Sculpture in the National Palace Museum, Taipei

The Jadeite Cabbage (翠玉白菜 (Cuìyù Báicài, Chhùi-ge̍k Pe̍h-chhài)) or Jadeite Cabbage with Insects is a piece of jadeite carved into the shape of a napa cabbage head, and with a locust and katydid camouflaged in the leaves. It is part of the collection of the National Palace Museum in Taipei, Taiwan.

Despite its popularity with museum-goers and frequent misrepresentation as a national treasure, it is only designated as a significant antiquity, having less rarity and value than required for categorization as a national treasure under the Cultural Heritage Preservation Act. For example, the Jadeite Cabbage has been called the "most famous masterpiece" of the entire National Palace Museum, and along with the Meat-Shaped Stone and the Mao Gong ding, is today called one of the Three Treasures of the National Palace Museum, a redesignation from several less accessible, infrequently-displayed works. It has also been chosen by the public as the most important item in the museum's entire collection.

==Description==
The Jadeite Cabbage is a relatively small sculpture. Measuring only 18.7 by 9.1 cm and is 5.07 cm thick, it is "hardly larger than a human hand".

The ruffled semi-translucent appearance of the leaves is due to the combination of various natural colors of the jade to recreate the color variations of a real cabbage. The figure was carved from a single piece of half-white, half-green jadeite which contained numerous imperfections such as cracks and discolored blotches. These flaws were incorporated into the sculpture and became the veins in the cabbage's stalks and leaves.

The sculpture has been considered an allegory of female virtue with the white stalk symbolizing purity, the leaves denoting fertility and abundance, and the locust and katydid representing children. However, further studies have proven that this interpretation is incorrect with regard to the katydid.
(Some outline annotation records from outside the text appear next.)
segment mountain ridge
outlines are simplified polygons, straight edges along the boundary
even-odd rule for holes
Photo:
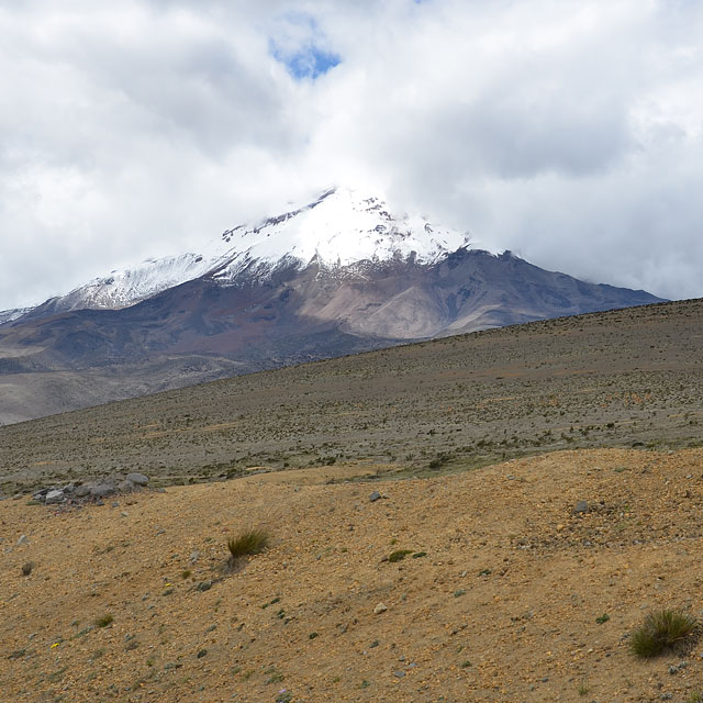
[[[465,233],[392,215],[384,201],[349,190],[326,191],[302,209],[223,237],[207,255],[113,272],[19,316],[5,314],[0,422],[661,301],[546,271],[511,252],[475,248]],[[104,389],[87,389],[80,375]]]

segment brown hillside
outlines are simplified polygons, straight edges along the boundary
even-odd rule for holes
[[[66,512],[3,501],[0,696],[700,700],[703,644],[641,661],[627,635],[649,609],[701,614],[703,450],[562,451],[433,479],[316,483],[355,470]],[[589,512],[574,514],[580,500]],[[223,577],[227,537],[249,525],[272,546]],[[383,560],[398,549],[411,554]]]
[[[134,470],[163,484],[331,461],[416,476],[555,449],[687,447],[701,440],[702,399],[703,301],[631,308],[0,427],[0,493]]]

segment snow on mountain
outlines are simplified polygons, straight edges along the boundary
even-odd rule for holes
[[[30,312],[31,308],[16,308],[15,310],[2,310],[0,311],[0,325],[5,322],[13,322],[25,313]]]
[[[200,253],[148,259],[112,271],[40,308],[116,310],[207,274],[227,284],[245,269],[254,268],[260,277],[283,261],[305,267],[315,257],[327,269],[413,256],[417,263],[433,264],[468,245],[468,235],[434,227],[421,216],[394,214],[379,198],[331,188],[298,210],[227,230]],[[0,319],[3,322],[8,320]]]
[[[96,278],[66,295],[53,299],[57,311],[127,308],[174,286],[203,276],[217,265],[216,256],[182,254],[160,259],[147,259],[140,266],[112,271]]]
[[[252,263],[276,267],[297,260],[306,266],[315,257],[326,268],[393,258],[434,264],[469,245],[467,234],[434,227],[424,217],[395,214],[379,198],[348,188],[332,188],[317,200],[255,227],[239,225],[223,239],[233,248],[230,263],[215,277],[233,280]]]

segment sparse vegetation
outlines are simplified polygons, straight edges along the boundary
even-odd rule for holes
[[[107,627],[112,623],[114,617],[112,617],[110,613],[105,613],[104,615],[96,620],[96,627]]]
[[[236,537],[227,540],[230,561],[234,562],[242,557],[253,556],[264,551],[270,543],[270,536],[266,529],[254,527],[241,532]]]
[[[391,563],[395,563],[397,561],[402,561],[409,554],[412,554],[412,549],[397,549],[388,555],[388,560]]]
[[[695,617],[682,611],[654,611],[633,631],[629,638],[631,650],[643,659],[656,657],[683,643],[695,627]]]

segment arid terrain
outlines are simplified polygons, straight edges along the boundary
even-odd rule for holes
[[[703,643],[639,660],[628,635],[650,609],[703,614],[703,450],[335,472],[0,503],[2,700],[700,700]],[[271,547],[223,573],[252,525]]]
[[[0,427],[0,492],[370,462],[408,476],[577,447],[701,443],[703,301],[563,317]]]
[[[0,428],[0,700],[703,700],[703,639],[629,650],[652,610],[703,617],[702,323],[532,323]],[[129,471],[150,488],[31,500]],[[227,570],[250,527],[269,548]]]

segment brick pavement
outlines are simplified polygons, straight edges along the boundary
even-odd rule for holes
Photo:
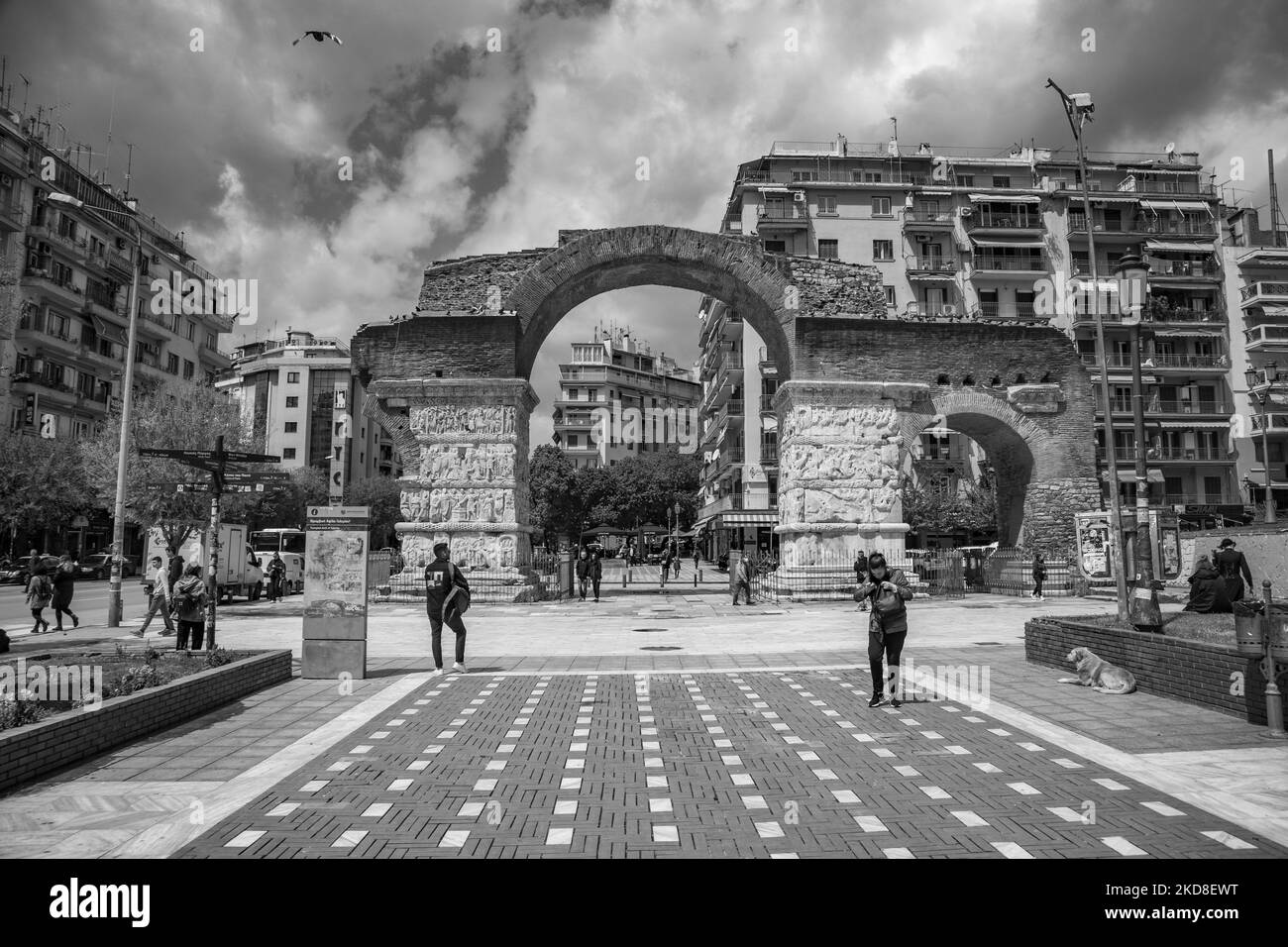
[[[1288,854],[967,705],[871,710],[864,687],[701,667],[438,678],[178,854]]]

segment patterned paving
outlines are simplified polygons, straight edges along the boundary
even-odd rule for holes
[[[179,857],[1194,858],[1288,850],[831,671],[431,680]]]

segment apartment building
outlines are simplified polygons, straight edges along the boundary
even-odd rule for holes
[[[775,142],[739,166],[721,231],[755,234],[772,253],[876,265],[890,317],[1050,323],[1074,340],[1099,381],[1094,242],[1113,385],[1112,424],[1104,405],[1097,415],[1103,469],[1112,454],[1127,473],[1144,450],[1167,502],[1242,512],[1211,175],[1197,153],[1092,152],[1087,187],[1090,220],[1072,151],[855,146],[844,135]],[[1139,448],[1128,330],[1113,283],[1114,264],[1128,253],[1150,265],[1146,443]],[[1133,478],[1123,477],[1121,490],[1132,500]]]
[[[1271,209],[1274,213],[1274,209]],[[1264,504],[1269,464],[1275,506],[1288,510],[1288,229],[1262,231],[1257,211],[1230,209],[1222,262],[1231,300],[1230,378],[1238,475],[1249,504]],[[1280,367],[1283,366],[1283,367]]]
[[[331,475],[335,424],[348,406],[344,481],[402,475],[389,432],[363,415],[366,389],[353,378],[349,348],[339,339],[287,329],[283,339],[242,343],[215,388],[241,406],[251,432],[263,438],[267,454],[282,459],[283,469],[316,466]]]
[[[645,452],[697,450],[702,385],[630,329],[599,329],[559,366],[554,435],[574,468],[616,466]]]
[[[0,417],[32,437],[75,441],[118,410],[125,374],[129,291],[143,241],[135,384],[213,379],[232,318],[174,299],[174,286],[214,277],[183,234],[143,213],[135,198],[79,170],[35,119],[0,110]],[[58,198],[58,200],[52,200]],[[72,200],[67,200],[72,198]],[[133,223],[130,223],[133,222]],[[100,512],[61,541],[93,551],[109,542]]]
[[[772,551],[778,524],[778,368],[737,309],[703,296],[702,474],[698,544],[707,559],[730,548]]]

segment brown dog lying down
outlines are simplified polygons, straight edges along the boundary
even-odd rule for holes
[[[1136,678],[1131,671],[1114,667],[1086,648],[1074,648],[1065,656],[1065,661],[1074,662],[1078,676],[1060,678],[1061,684],[1082,684],[1097,693],[1131,693],[1136,689]]]

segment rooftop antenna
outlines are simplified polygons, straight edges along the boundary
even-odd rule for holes
[[[1270,173],[1270,241],[1274,246],[1288,246],[1288,224],[1284,223],[1284,213],[1279,207],[1279,187],[1275,184],[1275,152],[1266,148],[1266,167]],[[1284,228],[1284,236],[1279,236],[1279,228]]]

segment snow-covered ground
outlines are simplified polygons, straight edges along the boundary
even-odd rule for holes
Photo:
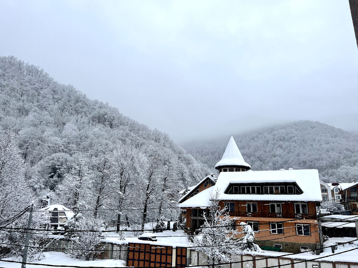
[[[41,260],[35,261],[34,263],[44,263],[55,265],[70,265],[76,266],[91,266],[93,267],[125,267],[125,262],[122,260],[99,260],[86,261],[78,259],[71,258],[69,255],[62,252],[53,251],[43,253],[45,258]],[[2,259],[13,260],[12,258],[6,258]],[[21,261],[21,259],[13,260]],[[0,262],[0,267],[4,268],[20,268],[20,263]],[[26,268],[53,268],[50,266],[26,264]]]
[[[170,228],[173,228],[173,222],[170,223]],[[153,223],[146,224],[144,226],[145,230],[151,230],[153,227],[156,224]],[[125,229],[127,230],[126,231]],[[139,229],[141,229],[139,227]],[[163,233],[152,233],[150,231],[146,231],[143,234],[144,236],[147,236],[148,234],[150,234],[151,236],[155,236],[157,241],[150,241],[141,240],[138,238],[138,236],[135,232],[130,231],[132,228],[122,227],[121,228],[124,230],[121,235],[118,233],[113,232],[107,232],[107,235],[104,241],[110,243],[114,243],[118,244],[126,244],[127,243],[141,243],[142,244],[154,244],[161,245],[171,246],[171,247],[187,247],[188,246],[189,242],[188,237],[183,230],[178,230],[176,232],[171,230],[166,230]],[[108,230],[113,230],[113,228],[108,229]]]

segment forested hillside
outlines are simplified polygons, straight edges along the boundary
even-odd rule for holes
[[[316,169],[327,182],[358,180],[358,135],[319,122],[299,121],[234,135],[254,170]],[[182,145],[213,168],[229,137]]]
[[[0,219],[49,195],[107,222],[142,224],[175,215],[150,209],[175,207],[178,190],[211,172],[168,135],[14,57],[0,58]]]

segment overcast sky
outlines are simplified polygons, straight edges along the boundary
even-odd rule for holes
[[[348,0],[0,0],[0,55],[178,142],[358,113]]]

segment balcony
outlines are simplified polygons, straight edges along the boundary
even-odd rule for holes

There is a poem about an insect "zhongsi" in the Book of Poetry. This insect has been used metaphorically as an auspicious symbol for having many children and grandchildren in Chinese culture. Based on the interpretations of this poem and entomological analyses, this "zhongsi" is very likely a migratory locust. The size of the locust on the Jadeite Cabbage is too small to be identified as a migratory locust. However, this "katydid" is definitely a Chinese bush cricket (Gampsocleis gratiosa) which is not the "zhongsi" of the Book of Poetry. In fact, the Chinese bush cricket is a singing insect artificially raised and used during the Qing dynasty for entertaining guests at the palace banquet. Consequently, this insect cannot be considered as a fertility symbol.

==History==
The sculptor of the Jadeite Cabbage is not known. It was first displayed in the Forbidden City's Yonghe Palace, the residence of the Qing Empire's Guangxu Emperor's Consort Jin, who probably received it as part of her dowry for her wedding to Guangxu in 1889. Following the fall of the Qing dynasty in the 1911 Revolution, the sculpture became part of the collection of the Palace Museum in the Forbidden City. Along with a core of that collection, the piece survived the Second Sino-Japanese War (World War II) and the Chinese Civil War; it was eventually relocated to Taiwan's National Palace Museum during the retreat of the government of the Republic of China to Taiwan.